O R10 CAL nie mam jak się wypowiedzieć, natomiast łączę się w odczuciu odnośnie padów hybrydowych. Nighthawk właśnie na tych oryginalnych poduszkach grały najlepiej, a zreplikować je niestety ciężko.

  • Like 1
  • Thanks 1
Posted
6 godzin temu, Artorias napisał(a):

Słysząc jak to gra, trudno uwierzyć, że w tych muszlach siedzą przetworniki od słuchawek, które kilkanaście lat temu w pewnym sklepie na literę „x” kupiłem za 159zł.

Teraz nawet za stówę można kupić lub 129 bez łaski.

Wcale nie trudno uwierzyć. Tak właśnie wygląda prawda o audio. Od dawna wiadomo, że ten drajwer fostera jest bardzo dobry. Od dawna też wiadomo, że cała branża srajend, to gang oszustów i naciągaczy…

…i dlatego uważam że Branża Audio powinna zostać zniszczona!!!

  • Like 2
  • Haha 3
Posted
W dniu 29.10.2025 o 03:05, Artorias napisał(a):

Skutek przerósł moje (i zapewne jego) oczekiwania w kontekście brzmienia.

Dokładnie tak było, po dopasowaniu dampingu przetwornika celem uzyskania niebułowatego basu, ale jednocześnie pełnej średnicy, co od razu rzuciło mi się w uszy, to ich bardzo dobra techniczność, bas szybki z dobrym impaktem, średnie tony szczegółowe, ale niemęczące, i świetnie wybrzmiewająca niemęcząca góra.

Słuchałem ich zazwyczaj na technicznym donglu (FiiO KA17, Tempotec Sonata BHD) aczkolwiek złagodzone nieco za pomocą kabla z miedzi OCC, aczkolwiek zdarzało się też zmienić na coś mniej technicznego (Hiby FC4), tylko, że wtedy robiły się takie "normalne" a mnie podoba się bardzo ich techniczność i detal, stąd to krótkie "odskocznie".

Słuchawki te świetnie oddają też charakter źródła i kabli, są bardzo dobre do testowania wpływu tego typu komponentów.

  • Like 1
  • Thanks 2
Posted
36 minut temu, Perul napisał(a):

Słuchawki te świetnie oddają też charakter źródła i kabli, są bardzo dobre do testowania wpływu tego typu komponentów.

Dobrze, że to dodałeś, bo faktycznie wprost o tym nie napisałem, a jak najbardziej się z tym stwierdzeniem zgadzam.

Bardzo dobrze oddają różnice pomiędzy elementami toru, co może ułatwić nam podejmowanie decyzji odnośnie tego, z czym chcielibyśmy zostać, a czego ewentualnie się pozbyć. Żadna inne wokółuszne, które testowałem aż tak wyraźnie tego nie różnicowały.

Posted (edited)

Papier strikes back.

Tak, celuloza wróciła i to w wielkim stylu.

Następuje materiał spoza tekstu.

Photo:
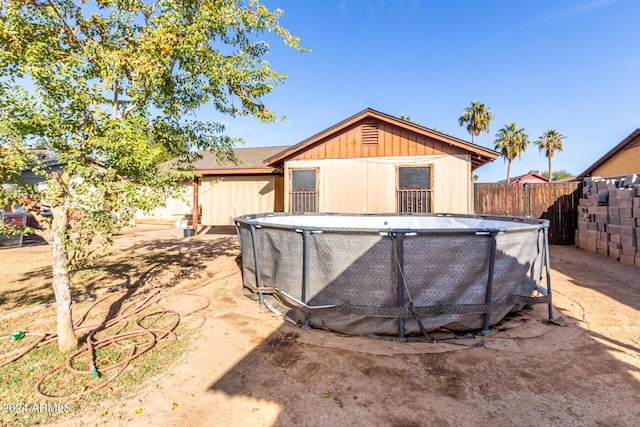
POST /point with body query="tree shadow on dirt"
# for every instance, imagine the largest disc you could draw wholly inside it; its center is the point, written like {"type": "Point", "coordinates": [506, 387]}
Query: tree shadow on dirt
{"type": "Point", "coordinates": [128, 267]}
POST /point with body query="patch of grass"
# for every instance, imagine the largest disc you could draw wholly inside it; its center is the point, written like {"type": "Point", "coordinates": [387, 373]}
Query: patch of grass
{"type": "Point", "coordinates": [18, 379]}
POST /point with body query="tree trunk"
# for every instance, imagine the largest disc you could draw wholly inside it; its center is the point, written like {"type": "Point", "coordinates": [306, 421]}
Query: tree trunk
{"type": "Point", "coordinates": [67, 339]}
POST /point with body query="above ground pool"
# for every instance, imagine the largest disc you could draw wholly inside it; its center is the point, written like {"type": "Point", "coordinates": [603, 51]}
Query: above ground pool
{"type": "Point", "coordinates": [394, 274]}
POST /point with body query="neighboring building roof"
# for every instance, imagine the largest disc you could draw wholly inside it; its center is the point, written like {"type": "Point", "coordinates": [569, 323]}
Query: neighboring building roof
{"type": "Point", "coordinates": [253, 158]}
{"type": "Point", "coordinates": [630, 142]}
{"type": "Point", "coordinates": [532, 176]}
{"type": "Point", "coordinates": [479, 155]}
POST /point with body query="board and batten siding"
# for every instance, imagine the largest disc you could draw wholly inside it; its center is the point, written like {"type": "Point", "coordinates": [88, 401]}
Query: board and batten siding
{"type": "Point", "coordinates": [368, 185]}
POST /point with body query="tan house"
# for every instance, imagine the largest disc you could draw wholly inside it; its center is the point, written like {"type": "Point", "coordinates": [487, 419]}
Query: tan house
{"type": "Point", "coordinates": [369, 163]}
{"type": "Point", "coordinates": [623, 159]}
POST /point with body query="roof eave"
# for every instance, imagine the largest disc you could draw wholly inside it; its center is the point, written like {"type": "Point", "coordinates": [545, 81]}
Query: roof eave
{"type": "Point", "coordinates": [238, 171]}
{"type": "Point", "coordinates": [479, 151]}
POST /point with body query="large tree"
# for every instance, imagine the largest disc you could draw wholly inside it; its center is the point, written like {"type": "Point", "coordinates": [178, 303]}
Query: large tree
{"type": "Point", "coordinates": [110, 88]}
{"type": "Point", "coordinates": [478, 118]}
{"type": "Point", "coordinates": [511, 142]}
{"type": "Point", "coordinates": [551, 142]}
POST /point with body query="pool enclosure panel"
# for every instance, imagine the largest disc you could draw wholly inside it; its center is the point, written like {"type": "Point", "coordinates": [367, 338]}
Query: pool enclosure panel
{"type": "Point", "coordinates": [350, 274]}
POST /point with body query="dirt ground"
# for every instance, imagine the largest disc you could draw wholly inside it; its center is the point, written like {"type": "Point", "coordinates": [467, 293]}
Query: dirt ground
{"type": "Point", "coordinates": [251, 368]}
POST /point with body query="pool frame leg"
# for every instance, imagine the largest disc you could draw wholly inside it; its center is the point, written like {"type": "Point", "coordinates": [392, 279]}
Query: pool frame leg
{"type": "Point", "coordinates": [488, 296]}
{"type": "Point", "coordinates": [400, 277]}
{"type": "Point", "coordinates": [548, 268]}
{"type": "Point", "coordinates": [257, 264]}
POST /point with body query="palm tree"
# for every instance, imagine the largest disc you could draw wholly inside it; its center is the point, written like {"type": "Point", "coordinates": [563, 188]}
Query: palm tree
{"type": "Point", "coordinates": [511, 142]}
{"type": "Point", "coordinates": [477, 118]}
{"type": "Point", "coordinates": [550, 141]}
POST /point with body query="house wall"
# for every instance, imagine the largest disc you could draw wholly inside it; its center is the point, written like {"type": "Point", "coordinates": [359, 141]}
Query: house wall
{"type": "Point", "coordinates": [368, 185]}
{"type": "Point", "coordinates": [624, 162]}
{"type": "Point", "coordinates": [220, 200]}
{"type": "Point", "coordinates": [175, 210]}
{"type": "Point", "coordinates": [388, 140]}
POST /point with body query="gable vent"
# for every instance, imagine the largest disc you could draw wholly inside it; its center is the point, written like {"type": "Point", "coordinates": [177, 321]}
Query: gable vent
{"type": "Point", "coordinates": [370, 133]}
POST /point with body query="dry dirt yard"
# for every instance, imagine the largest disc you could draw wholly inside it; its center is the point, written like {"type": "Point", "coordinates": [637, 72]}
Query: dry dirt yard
{"type": "Point", "coordinates": [251, 368]}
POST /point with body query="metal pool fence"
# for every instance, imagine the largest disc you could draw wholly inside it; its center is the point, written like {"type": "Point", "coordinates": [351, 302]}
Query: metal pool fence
{"type": "Point", "coordinates": [394, 275]}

Ostatnie papiery jakie miałem to chyba były Eikony - przefajne fony; kolor, klimat, głębia i oczywista - ten charakterystyczny tembr, z którego znana jest cała rodzina mimo różnic.

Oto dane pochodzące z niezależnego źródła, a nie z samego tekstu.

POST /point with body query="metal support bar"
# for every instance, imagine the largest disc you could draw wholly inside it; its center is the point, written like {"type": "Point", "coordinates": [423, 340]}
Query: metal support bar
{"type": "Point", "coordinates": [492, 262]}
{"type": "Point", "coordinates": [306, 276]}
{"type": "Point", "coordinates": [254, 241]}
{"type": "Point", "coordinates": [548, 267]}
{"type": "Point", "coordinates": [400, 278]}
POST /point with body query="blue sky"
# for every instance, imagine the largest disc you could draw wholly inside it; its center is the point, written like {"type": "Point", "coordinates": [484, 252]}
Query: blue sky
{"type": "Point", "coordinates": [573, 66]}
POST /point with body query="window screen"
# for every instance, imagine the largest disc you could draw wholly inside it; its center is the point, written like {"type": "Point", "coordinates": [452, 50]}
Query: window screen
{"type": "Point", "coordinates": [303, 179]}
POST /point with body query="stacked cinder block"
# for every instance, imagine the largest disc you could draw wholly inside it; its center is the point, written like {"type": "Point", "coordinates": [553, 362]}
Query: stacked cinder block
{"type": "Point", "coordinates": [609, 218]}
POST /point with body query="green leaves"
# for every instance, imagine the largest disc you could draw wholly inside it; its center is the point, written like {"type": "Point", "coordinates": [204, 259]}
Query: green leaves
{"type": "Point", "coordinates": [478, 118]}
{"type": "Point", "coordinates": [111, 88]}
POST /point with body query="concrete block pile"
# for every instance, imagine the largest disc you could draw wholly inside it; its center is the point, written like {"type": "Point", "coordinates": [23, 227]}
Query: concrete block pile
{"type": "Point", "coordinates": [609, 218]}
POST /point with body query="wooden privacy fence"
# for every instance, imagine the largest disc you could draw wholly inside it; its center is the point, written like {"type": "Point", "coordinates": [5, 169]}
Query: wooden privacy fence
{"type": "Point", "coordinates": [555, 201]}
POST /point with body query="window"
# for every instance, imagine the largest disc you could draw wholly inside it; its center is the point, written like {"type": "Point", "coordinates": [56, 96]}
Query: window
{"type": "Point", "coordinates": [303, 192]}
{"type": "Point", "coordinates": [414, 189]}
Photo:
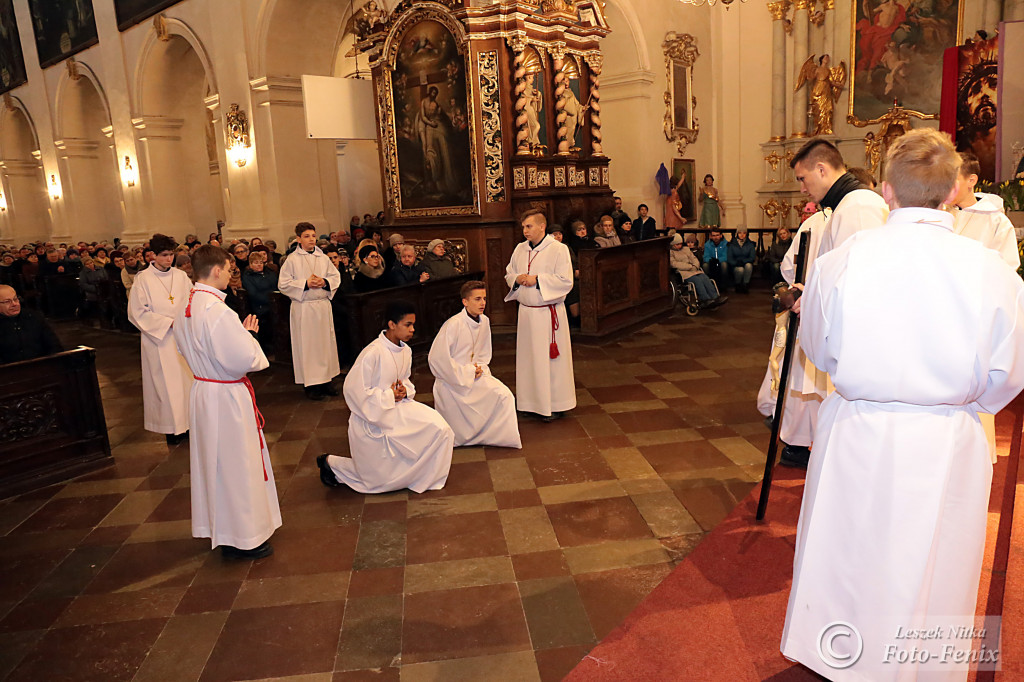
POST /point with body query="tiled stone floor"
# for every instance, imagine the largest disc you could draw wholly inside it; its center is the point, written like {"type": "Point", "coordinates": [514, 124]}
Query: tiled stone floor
{"type": "Point", "coordinates": [513, 571]}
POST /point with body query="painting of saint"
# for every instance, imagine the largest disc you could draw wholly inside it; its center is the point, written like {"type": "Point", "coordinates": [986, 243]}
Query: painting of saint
{"type": "Point", "coordinates": [11, 61]}
{"type": "Point", "coordinates": [896, 50]}
{"type": "Point", "coordinates": [62, 28]}
{"type": "Point", "coordinates": [432, 120]}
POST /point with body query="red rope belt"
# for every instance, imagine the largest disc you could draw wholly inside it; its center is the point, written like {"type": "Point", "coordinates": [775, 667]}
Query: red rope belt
{"type": "Point", "coordinates": [554, 326]}
{"type": "Point", "coordinates": [259, 417]}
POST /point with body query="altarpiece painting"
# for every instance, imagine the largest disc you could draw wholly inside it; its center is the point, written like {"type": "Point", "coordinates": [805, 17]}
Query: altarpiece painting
{"type": "Point", "coordinates": [896, 50]}
{"type": "Point", "coordinates": [431, 126]}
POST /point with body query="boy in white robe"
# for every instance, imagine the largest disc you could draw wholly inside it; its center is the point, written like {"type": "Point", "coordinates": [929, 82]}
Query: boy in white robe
{"type": "Point", "coordinates": [540, 274]}
{"type": "Point", "coordinates": [892, 528]}
{"type": "Point", "coordinates": [158, 294]}
{"type": "Point", "coordinates": [310, 281]}
{"type": "Point", "coordinates": [233, 497]}
{"type": "Point", "coordinates": [478, 408]}
{"type": "Point", "coordinates": [848, 207]}
{"type": "Point", "coordinates": [395, 442]}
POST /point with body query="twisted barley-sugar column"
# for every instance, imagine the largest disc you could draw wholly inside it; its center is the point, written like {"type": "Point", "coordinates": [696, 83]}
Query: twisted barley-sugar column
{"type": "Point", "coordinates": [559, 60]}
{"type": "Point", "coordinates": [595, 108]}
{"type": "Point", "coordinates": [521, 121]}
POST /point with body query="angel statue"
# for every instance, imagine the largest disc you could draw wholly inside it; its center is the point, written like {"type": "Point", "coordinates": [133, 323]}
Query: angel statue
{"type": "Point", "coordinates": [828, 82]}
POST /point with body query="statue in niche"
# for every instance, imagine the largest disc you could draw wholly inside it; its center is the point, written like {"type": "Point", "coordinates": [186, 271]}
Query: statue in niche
{"type": "Point", "coordinates": [828, 83]}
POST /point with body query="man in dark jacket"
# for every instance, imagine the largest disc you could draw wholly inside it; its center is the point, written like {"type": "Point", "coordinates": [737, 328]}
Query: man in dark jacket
{"type": "Point", "coordinates": [24, 334]}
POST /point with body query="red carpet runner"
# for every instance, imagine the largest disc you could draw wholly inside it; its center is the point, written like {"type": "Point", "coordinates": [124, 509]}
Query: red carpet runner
{"type": "Point", "coordinates": [719, 614]}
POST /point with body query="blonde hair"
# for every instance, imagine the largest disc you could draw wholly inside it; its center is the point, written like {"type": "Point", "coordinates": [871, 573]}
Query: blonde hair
{"type": "Point", "coordinates": [922, 168]}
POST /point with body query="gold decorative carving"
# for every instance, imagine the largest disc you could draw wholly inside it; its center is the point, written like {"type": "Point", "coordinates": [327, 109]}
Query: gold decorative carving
{"type": "Point", "coordinates": [828, 83]}
{"type": "Point", "coordinates": [494, 169]}
{"type": "Point", "coordinates": [892, 124]}
{"type": "Point", "coordinates": [680, 54]}
{"type": "Point", "coordinates": [160, 26]}
{"type": "Point", "coordinates": [773, 209]}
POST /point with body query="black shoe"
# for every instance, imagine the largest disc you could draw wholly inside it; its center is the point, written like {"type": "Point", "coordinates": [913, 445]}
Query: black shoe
{"type": "Point", "coordinates": [795, 456]}
{"type": "Point", "coordinates": [260, 552]}
{"type": "Point", "coordinates": [327, 476]}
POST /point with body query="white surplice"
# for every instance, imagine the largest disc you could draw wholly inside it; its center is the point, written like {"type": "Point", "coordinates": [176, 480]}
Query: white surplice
{"type": "Point", "coordinates": [166, 378]}
{"type": "Point", "coordinates": [394, 445]}
{"type": "Point", "coordinates": [233, 497]}
{"type": "Point", "coordinates": [985, 222]}
{"type": "Point", "coordinates": [543, 385]}
{"type": "Point", "coordinates": [314, 349]}
{"type": "Point", "coordinates": [892, 527]}
{"type": "Point", "coordinates": [480, 411]}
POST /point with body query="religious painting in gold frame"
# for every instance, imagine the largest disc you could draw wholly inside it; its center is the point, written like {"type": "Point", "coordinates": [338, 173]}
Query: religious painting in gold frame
{"type": "Point", "coordinates": [896, 54]}
{"type": "Point", "coordinates": [427, 118]}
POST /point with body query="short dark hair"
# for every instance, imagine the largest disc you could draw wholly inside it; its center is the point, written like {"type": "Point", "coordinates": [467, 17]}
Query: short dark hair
{"type": "Point", "coordinates": [970, 165]}
{"type": "Point", "coordinates": [818, 151]}
{"type": "Point", "coordinates": [863, 176]}
{"type": "Point", "coordinates": [206, 258]}
{"type": "Point", "coordinates": [529, 213]}
{"type": "Point", "coordinates": [161, 243]}
{"type": "Point", "coordinates": [470, 287]}
{"type": "Point", "coordinates": [396, 309]}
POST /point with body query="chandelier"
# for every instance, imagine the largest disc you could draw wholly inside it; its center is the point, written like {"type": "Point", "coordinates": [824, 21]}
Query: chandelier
{"type": "Point", "coordinates": [710, 3]}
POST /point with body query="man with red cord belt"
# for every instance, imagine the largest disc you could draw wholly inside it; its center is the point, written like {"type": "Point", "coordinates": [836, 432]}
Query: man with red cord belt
{"type": "Point", "coordinates": [540, 274]}
{"type": "Point", "coordinates": [233, 498]}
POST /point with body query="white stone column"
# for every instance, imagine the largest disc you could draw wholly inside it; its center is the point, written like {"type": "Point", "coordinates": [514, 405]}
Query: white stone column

Czy to maślane, ale techniczne hołki, czy ostre na górze th900 z wielkim basem, czy dające klaksonem na wyższej średnicy th-x00 (teak bodajże) i parę innych; wszystkie one pachniały celulozą.

Nie inaczej jest z bohaterem tematu, w którym siedzą rewelacyjne drajwery Foster 399317 ze znacznie mniej rewelacyjnych kreatiwów.

Czy CAL R-10 Perula przypominają aurvany se?

Poza papierowym tembrem, to ni cholery.

Średnica mocno zaznaczona, pełna, analogowa, bogata w szczegóły, mimo lekkiego aksamitu bardzo wyraźnie fakturowana; ilość szczegółów, smaczków jest wręcz porażająca; paleta barw takoż!!!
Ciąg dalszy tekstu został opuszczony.